Pourquoi j’ai délaissé les personae…

Olivier Staebler-Sarrazy
Atecna Design
Published in
6 min readSep 22, 2020

Cet article est la manifestation joyeuse d’une opinion que je partage avec vous et Lionel (lis tout et tu comprendras). Comme n‘importe quelle opinion, elle n’engage que celui qui la propose. Elle peut être discutée avec plaisir et bienveillance (tu sais celle qu’on invite à tous nos ateliers) et ne vise au final qu’à créer de l’interaction et de l’échange (tiens c’est justement mon job).

Au fait, c’est quoi des personae ?

Merci Lionel, bonne question ! Les personae sont des archétypes d’utilisateurs permettant de se projeter dans leurs besoins et leurs attentes pour finalement régler leurs problèmes. C’est un outil, employé pour la résolution de problème , utilisé par les designers (entre autre). Je fais vite pour la définition car vous trouverez sans aucun doute de nombreux articles et documents vous expliquant exactement ce que c’est et comment on les fait (Google est votre ami).

Info pratique par Lionel :

Le nominatif pluriel de persona est personae. Autrement dit on écrit un persona, des personae (non pas des “personaux”). Voilà pour la seule partie théorique (Latin) de cet article.
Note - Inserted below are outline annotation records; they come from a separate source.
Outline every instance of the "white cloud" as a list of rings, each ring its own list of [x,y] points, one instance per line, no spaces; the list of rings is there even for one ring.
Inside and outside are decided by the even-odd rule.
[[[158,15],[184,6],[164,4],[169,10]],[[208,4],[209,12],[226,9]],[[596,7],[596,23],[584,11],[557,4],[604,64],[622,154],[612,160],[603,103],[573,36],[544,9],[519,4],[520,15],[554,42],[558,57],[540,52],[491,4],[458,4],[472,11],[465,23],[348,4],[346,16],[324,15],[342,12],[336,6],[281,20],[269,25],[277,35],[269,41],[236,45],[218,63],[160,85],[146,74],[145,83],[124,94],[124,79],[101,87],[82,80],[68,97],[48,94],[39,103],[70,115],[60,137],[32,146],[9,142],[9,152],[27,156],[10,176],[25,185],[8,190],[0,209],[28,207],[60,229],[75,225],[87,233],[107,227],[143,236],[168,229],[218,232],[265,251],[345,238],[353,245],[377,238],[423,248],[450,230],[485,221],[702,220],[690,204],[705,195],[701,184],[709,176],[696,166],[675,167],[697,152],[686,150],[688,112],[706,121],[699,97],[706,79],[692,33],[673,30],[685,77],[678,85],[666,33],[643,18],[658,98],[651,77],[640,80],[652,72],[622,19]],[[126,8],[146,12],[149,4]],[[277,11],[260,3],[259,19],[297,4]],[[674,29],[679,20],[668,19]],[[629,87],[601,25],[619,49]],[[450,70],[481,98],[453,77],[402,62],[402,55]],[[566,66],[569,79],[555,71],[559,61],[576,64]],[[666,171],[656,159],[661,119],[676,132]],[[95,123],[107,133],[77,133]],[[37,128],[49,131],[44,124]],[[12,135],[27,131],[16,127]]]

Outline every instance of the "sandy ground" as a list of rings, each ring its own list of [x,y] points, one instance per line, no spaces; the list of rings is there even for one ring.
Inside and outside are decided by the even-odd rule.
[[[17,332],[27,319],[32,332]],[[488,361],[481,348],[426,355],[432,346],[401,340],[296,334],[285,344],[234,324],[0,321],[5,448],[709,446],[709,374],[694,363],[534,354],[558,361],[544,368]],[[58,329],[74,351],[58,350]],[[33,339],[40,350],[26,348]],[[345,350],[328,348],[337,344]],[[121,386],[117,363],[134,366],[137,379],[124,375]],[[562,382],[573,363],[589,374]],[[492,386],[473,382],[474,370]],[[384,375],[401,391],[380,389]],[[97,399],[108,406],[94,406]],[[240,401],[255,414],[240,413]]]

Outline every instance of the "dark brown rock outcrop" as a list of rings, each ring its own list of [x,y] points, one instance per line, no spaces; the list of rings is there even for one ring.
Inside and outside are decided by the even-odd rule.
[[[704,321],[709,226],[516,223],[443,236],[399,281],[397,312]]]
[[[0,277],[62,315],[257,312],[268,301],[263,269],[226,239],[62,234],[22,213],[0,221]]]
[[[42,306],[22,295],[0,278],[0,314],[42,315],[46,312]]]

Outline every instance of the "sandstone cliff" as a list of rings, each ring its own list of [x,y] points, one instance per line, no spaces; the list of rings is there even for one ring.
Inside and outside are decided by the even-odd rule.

Un archétype souvent fondé sur des considérations démographiques

Comme tout archétype, il comporte un biais, celui d’avoir été conçu au travers de l’analyse d’un humain : subjectivité… L’un des parti-pris est souvent de travailler des regroupements non pas sur les usages (bien Lionel !!!) mais sur des notions démographiques basiques (mal Lionel !!!) ou pire encore la vision que votre client a de ses clients (vraiment mal Lionel !!! ). Je ne compte plus le nombre de sets de personae que j’ai récupérés, dans lesquels je retrouvais Mireille (désolé pour les Mireille), ménagère de plus de 40 ans. Vous n’êtes toujours pas convaincus que les critères démographiques sont un choix par défaut totalement absurde ? Voici un exemple :

Je suis un homme britannique, né dans la fin des années 40, 1948 pour être exact. J’ai connu les Beatles, les années 70, bref … J’ai les moyens de vivre aisément mais à mon âge, je ne travaille plus. D’ailleurs, ai-je vraiment travaillé un jour ? J’ai divorcé, me suis remis en couple, je me suis même remarié et j’ai des enfants. J’aime enfin les voitures et tout particulièrement la marque historique Britannique : les Jaguars. J’en possède plusieurs et il n’est pas exclu que j’en achète encore une ou deux.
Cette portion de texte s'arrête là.